Knowledge extraction using semantic similarity of concepts from Web of Things knowledge bases
Mahda Noura M.Sc.
Data & Knowledge Engineering
The Internet of Things (IoT) is one of the rapidly growing technologies with the aim of establishing communication among objects, people, and processes. This rapidly growing technology faces a lot of challenges that hinder its wider adoption, specifically in developing applications that involve heterogeneous domains. Currently, developing such interoperable applications require substantial efforts by the developers to hard code the requirements to ensure the correctness of transferring knowledge. The efforts can be significantly reduced by developing an interoperable platform that ensures seamless communication between heterogeneous IoT devices. W3C Web of Things (WoT) is a significant step towards enabling interoperability between IoT devices by integrating the existing Web ecosystem with ”Things”. WoT provides a unified interface over a suitable network protocol facilitating interactions between different IoT protocols. WoT Thing Descriptions (TD) enrich interoperability providing both human and machine readable metadata about a Thing. However, the WoT still falls short in providing semantic interoperability due to insufficient standard vocabularies which can describe different IoT application domains.

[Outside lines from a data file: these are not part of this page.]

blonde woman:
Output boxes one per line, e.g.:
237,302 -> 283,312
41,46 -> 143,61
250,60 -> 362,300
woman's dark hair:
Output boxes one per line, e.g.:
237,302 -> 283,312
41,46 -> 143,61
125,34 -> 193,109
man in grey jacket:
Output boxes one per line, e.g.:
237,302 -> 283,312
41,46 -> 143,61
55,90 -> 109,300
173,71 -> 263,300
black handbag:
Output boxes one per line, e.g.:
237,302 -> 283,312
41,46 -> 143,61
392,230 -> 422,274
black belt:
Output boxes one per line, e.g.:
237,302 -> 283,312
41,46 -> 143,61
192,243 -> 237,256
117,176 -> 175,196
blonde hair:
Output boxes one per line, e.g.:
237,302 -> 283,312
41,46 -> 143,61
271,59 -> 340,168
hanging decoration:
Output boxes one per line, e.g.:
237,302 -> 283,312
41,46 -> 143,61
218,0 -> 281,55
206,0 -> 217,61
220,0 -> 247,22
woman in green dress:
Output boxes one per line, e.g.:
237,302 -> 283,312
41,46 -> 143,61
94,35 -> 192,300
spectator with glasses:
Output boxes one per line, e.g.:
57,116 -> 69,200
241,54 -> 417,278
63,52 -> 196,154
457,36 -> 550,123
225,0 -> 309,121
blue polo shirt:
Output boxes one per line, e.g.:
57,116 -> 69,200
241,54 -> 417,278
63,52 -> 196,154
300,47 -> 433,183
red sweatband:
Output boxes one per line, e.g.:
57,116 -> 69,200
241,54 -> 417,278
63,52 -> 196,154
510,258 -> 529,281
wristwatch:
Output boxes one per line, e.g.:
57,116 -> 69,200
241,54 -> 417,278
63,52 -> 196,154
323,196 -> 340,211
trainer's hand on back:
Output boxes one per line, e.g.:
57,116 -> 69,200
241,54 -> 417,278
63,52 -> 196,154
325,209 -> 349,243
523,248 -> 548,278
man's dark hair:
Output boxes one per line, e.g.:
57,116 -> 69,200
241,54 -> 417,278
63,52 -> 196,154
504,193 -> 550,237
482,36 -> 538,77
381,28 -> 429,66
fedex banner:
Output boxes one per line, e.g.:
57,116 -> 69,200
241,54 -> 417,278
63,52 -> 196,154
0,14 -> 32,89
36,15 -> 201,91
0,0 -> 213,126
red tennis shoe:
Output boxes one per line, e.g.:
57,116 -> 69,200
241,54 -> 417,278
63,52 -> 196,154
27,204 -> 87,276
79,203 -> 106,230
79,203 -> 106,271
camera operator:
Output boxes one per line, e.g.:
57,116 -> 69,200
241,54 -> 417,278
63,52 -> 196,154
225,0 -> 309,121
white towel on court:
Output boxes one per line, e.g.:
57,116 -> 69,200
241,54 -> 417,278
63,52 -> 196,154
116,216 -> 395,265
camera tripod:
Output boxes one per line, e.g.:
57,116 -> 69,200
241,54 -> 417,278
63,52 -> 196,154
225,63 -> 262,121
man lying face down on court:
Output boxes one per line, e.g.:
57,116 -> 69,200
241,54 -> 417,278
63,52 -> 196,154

In this paper, we propose a semantic similarity-based approach to automatically identify and extract the most common concepts from sixteen popular ontologies belonging to smart home and smart building domains. The proposed method helps the developers and researchers to develop a domain ontology with reduced effort. The extracted concepts are evaluated by the domain experts and are found to be sufficient in describing the smart home and smart building domains.
Muppavarapu, Vamsee; Ramesh, Gowtham; Gyrard, Amelie; Noura, Mahda: Knowledge extraction using semantic similarity of concepts from Web of Things knowledge bases. Data & Knowledge Engineering, pp. 101923, 2021.